Ah well, no point at all in yelling DO YOU GET IT NOW! No use suggesting people put a pan of water on the hob, add heat and see what happens to the fluid... Of course everyone gets it.
Department of Never Say Die Continued
(My Fracking Round-Up Jan 2014)
The first trial of protestors, arrested at Balcombe last summer, began at Brighton Magistrate's, Jan 6th. I couldn't make it, but here's the account (entertaining):
http://frackingontrial.org/news/ All defendants were acquitted. The Judge remarked that the police seemed to have poor memories, and concluded that the protestors' actions "were reasonable in the circumstances and that they acted with dignity" Our judges are still like that, here in the UK. They tend to uphold the law. They haven't had any death threats yet; haven't had their children snatched and terrorised on the way to school, or any stuff like that. Give it time. I'll definitely be at the trials in March.
Meanwhile, Total has become a player in UK fracking, with a massive public boost from David Cameron. Bad news, and yet the story made it big on the BBC newsite, close on 2000 readers thought it worthwhile posting a comment (at close of play, the Editors' Picks rather favoured the objectors than otherwise), and there followed an actual forum on the to frack or not to frack issue at http://www.bbc.co.uk/news/uk-england-manchester-25713163">Barton Moss. Which is a first. A crack in the wall of silence.
Please, if you're a UK resident, consider submitting an objection to the Celtique Energie application to frack for shale gas in the South Downs National Park.The current deadline is 22nd January. Frack free Fernhurst has more information.

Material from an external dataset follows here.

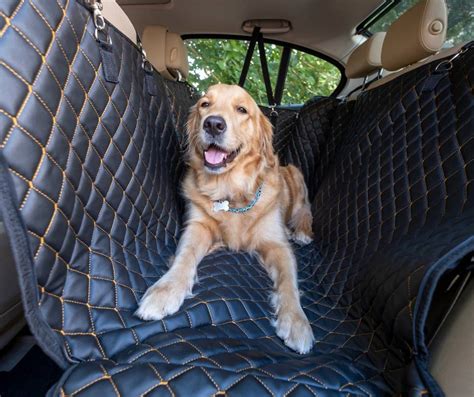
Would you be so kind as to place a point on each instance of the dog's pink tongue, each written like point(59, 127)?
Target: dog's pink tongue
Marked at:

Went to see the Katniss Everdeen show #2 (I mean The Hunger Games: Catching Fire) for our Christmas outing, in the basement of the Odeon on the seafront (luckily it was a calm night). Much better than the book, good idea to ditch all the "Peeta has talents!" business, not needed when you have real actors, and boost the revolution. I was never really planning to, but I don't know if you'd get me inside a Center Parcs now. I'd never be able to enjoy the fencing or the tree climbing, I'd be waiting for the poisonous fog and the mad mandrills the whole time. Desolation of Smaug (the B choice) will have to wait for the small screen.
Also The Bridge on the tv. (Saga show ~2) Same monochrome, same nightscapes. The thriller plot seems a bit pointless, this is no Edge Of Darkness, but it's fun trying to follow the ramifications of the soap opera
Joanne Harris's Gospel According to Loki, of which more later, and Robert Hitchen's The Garden Of Allah. A suspect character, he definitely had issues, but I got fascinated by his sultry stories & intrigued by his fascination with Islam. I used to collect Edwardian bestsellers long ago: I'm rediscovering them since we cleared the loft. I thought the Garden Of Allah, his really big one, was slow, florid and talky, forty years ago, but I'm loving the languid pace and the over-the-top colours now. The movie (I've only seen the Marlene Dietrich one) is a long way off the book.
R. Hichens (no t) made up for having foolishly mocked Wilde (The Green Carnation), with his later forays into orientalism in which, one might say, he let himself hear "the call of the minaret"... Unlike the movie, which survives on the (Briareus) strength of its campiness, its book has real depth.